Si vous voulez du saugrenu, de l’étonnant, de l’incroyable mais vrai, Rouletabille de Caunes et l’Aquitaine ont ça en magasin
On a pu visionner la première étape de ce tour de Gaule qui nous mène en Nouvelle-Aquitaine (le quart sud-ouest de la France, grosso merdo) et ça envoie bien. Astérix de Caunes a ainsi rencontré les gens de Dronisos, une start-up spécialisée dans les ballets de drones, spectacles absolument bluffants si l’on en croit les quelques images du reportage.
Bienvenue aussi chez Hotu, un groupe de hackers slackers qui balance sur internet des vidéos truquées poilantes détournant l’actu. Par contre, les gars, faudrait penser à faire la vaisselle et à manger cinq fruits et légumes par jour. Plus classique – quoique –, le marathon du Médoc : pas besoin de vous faire un dessin pour que vous imaginiez l’état des coureurs à partir du cinquième kilomètre et du troisième godet de grand cru.
Tout aussi classique – quoique –, les surfeurs biarrots : ceux d’Antoine sont regroupés en collectif rock’n’rollien avec le groupe La Femme comme totem et membre. Si vous voulez du saugrenu, de l’étonnant, de l’incroyable mais vrai, Rouletabille de Caunes et l’Aquitaine ont ça en magasin. Comme ce duo de fermiers bio qui sont aussi heavy-métalleux à mi-temps sous le blaze de The Inspector Cluzo, et qui cartonnent dans leurs deux activités. Cet alliage de José Bové et de Lemmy vous semble antinomique ? Tsss tsss, nos deux gars vous expliquent qu’un foie gras maison et un son de guitare authentique, c’est la même philosophie. On valide.

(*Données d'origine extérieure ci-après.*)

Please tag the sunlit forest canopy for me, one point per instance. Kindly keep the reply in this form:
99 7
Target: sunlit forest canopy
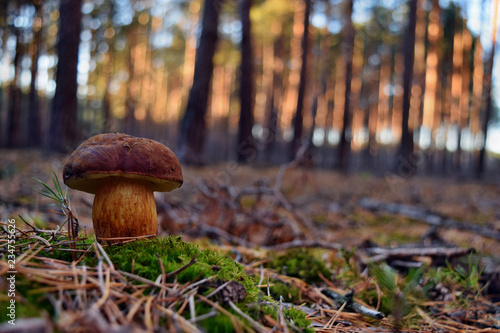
356 81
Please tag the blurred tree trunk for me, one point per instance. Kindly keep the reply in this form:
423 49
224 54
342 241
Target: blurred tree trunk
34 130
298 120
480 166
106 103
406 148
275 96
129 125
347 52
246 145
14 110
63 123
193 124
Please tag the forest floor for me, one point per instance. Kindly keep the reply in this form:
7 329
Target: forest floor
369 234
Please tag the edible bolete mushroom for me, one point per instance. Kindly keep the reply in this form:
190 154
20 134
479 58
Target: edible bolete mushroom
123 171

Petite cerise de cinéma pour la fin avec Jim Cooper, le Clint Eastwood local, qui tourne en famille des westerns à micro-budgets
Et que dire de cette étrange artiste, Stéphanie Barthes, qui empaille des bêtes et se livre à des performances où elle s’enlace nue avec leurs dépouilles écorchées ? Etonnant non ? Cette taxidermiste fout plus les jetons que le taxi driver de Scorsese. D’autres concitoyens aquitains sont spécialisés dans la tonte de moutons (superbe gestuelle) et participent aux championnats du monde de la catégorie – dont les terreurs, comme au rugby, sont les Néo-Z. Impossible de faire l’impasse sur l’ovalie en ces terres du Sud-Ouest : de Caunes nous fait visiter une chapelle dédiée au XV où le ballon ovale est omniprésent, jusque sur les vitraux.
Petite cerise de cinéma pour la fin avec Jim Cooper, le Clint Eastwood local, qui tourne en famille des westerns à micro-budgets. Cooper semble très méticuleux dans son artisanat et les quelques images offertes ici induisent que ses films ne sont pas plus mauvais que certains westerns Z. Le plus drôle, c’est de voir défiler le générique avec toujours le même nom, puisque monsieur, madame et fifille occupent tous les postes techniques.
Contre tous les ressassements déclinistes, ce collier de reportages braque le regard vers une France créative, joyeuse, moderne, ludique
Bilan de cette virée en Aquitaine menée par un de Caunes toujours aussi malicieux ? Commençons par un petit bémol : 80 minutes, c’est un poil trop long pour une enfilade de petits reportages vifs de 5 minutes (perso, j’aurais sucré les segments Jean Lassalle et Miss Aquitaine, trop évidents). Pour le reste, que du bon, du surprenant, du revigorant, entre classiques (pinard, foie gras, surf…) revus et corrigés sous un angle inattendu et inventivité tous azimuts.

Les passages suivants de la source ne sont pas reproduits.